More than seven years after Hurricane Katrina devastated the city of New Orleans, a slim majority of Americans say the city has yet to fully recover, but most have a good image of New Orleans and seven in ten are optimistic about its future.
36 percent of Americans say New Orleans has mostly recovered from the effects of Hurricane Katrina, but 51 percent don't think it has. These views are similar to what they were in 2010, five years after Hurricane Katrina hit.
Southerners are more likely than those living in other regions of the country to say New Orleans has mostly recovered.
Still, Americans have a positive view of New Orleans overall. 64 percent say they have a good image of the city, a dip from a few years ago, but a 15-point increase from August 2006, just a year after Katrina made landfall. Men, women, and Americans of all age groups have a positive opinion of New Orleans, but the city is more popular with younger Americans than with those who are older.
As New Orleans prepares to host the Super Bowl this year, 71 percent of Americans are optimistic about the city's future. Even those who do not think New Orleans has recovered from the effects of Hurricane Katrina feel good about the city's future.
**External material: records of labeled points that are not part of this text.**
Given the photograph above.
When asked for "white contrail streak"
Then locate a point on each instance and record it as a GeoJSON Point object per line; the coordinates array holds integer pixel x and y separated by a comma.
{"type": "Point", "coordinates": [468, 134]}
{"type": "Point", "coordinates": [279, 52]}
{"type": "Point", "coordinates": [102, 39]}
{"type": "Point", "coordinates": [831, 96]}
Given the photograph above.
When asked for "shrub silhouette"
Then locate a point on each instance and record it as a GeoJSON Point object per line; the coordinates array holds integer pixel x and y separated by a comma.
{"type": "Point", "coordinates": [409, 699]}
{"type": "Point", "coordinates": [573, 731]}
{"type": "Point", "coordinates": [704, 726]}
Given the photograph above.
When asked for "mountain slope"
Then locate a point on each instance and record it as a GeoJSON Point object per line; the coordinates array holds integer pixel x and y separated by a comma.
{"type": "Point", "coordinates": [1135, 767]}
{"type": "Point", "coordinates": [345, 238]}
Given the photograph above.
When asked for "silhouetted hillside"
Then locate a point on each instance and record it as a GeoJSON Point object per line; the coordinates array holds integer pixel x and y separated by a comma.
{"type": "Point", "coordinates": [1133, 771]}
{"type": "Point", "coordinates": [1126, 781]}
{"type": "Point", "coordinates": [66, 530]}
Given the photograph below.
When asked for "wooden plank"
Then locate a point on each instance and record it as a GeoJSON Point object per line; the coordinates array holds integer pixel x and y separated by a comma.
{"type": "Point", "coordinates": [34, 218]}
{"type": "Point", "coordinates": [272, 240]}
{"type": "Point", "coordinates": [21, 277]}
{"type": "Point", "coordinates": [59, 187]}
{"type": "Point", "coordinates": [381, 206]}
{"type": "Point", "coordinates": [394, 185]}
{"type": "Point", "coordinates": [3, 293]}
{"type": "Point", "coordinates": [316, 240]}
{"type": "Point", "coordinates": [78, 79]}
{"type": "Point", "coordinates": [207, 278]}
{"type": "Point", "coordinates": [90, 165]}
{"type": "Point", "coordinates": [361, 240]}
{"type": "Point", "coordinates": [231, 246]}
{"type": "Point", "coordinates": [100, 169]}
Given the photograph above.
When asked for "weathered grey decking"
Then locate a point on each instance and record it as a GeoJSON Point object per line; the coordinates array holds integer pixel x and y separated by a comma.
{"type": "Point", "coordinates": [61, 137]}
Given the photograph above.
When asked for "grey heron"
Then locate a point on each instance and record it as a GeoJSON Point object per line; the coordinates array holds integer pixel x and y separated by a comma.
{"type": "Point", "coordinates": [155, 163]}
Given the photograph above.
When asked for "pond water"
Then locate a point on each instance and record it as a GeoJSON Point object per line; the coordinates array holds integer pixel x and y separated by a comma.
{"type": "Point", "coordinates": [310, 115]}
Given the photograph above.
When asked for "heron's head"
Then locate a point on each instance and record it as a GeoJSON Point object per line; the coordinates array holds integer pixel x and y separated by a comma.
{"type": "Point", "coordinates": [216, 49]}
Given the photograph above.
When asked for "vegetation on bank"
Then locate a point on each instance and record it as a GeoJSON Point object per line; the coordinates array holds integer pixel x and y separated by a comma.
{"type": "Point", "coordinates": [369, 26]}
Among Americans who have visited New Orleans (34% in this poll), 68% have a good image of the city and 73 percent are optimistic about its future.
For full poll results, see next page
This poll was conducted by telephone from January 24-27, 2013 among 1,052 adults nationwide. Phone numbers were dialed from samples of both standard land-line and cell phones. The error due to sampling for results based on the entire sample could be plus or minus three percentage points. The error for subgroups may be higher. This poll release conforms to the Standards of Disclosure of the National Council on Public Polls.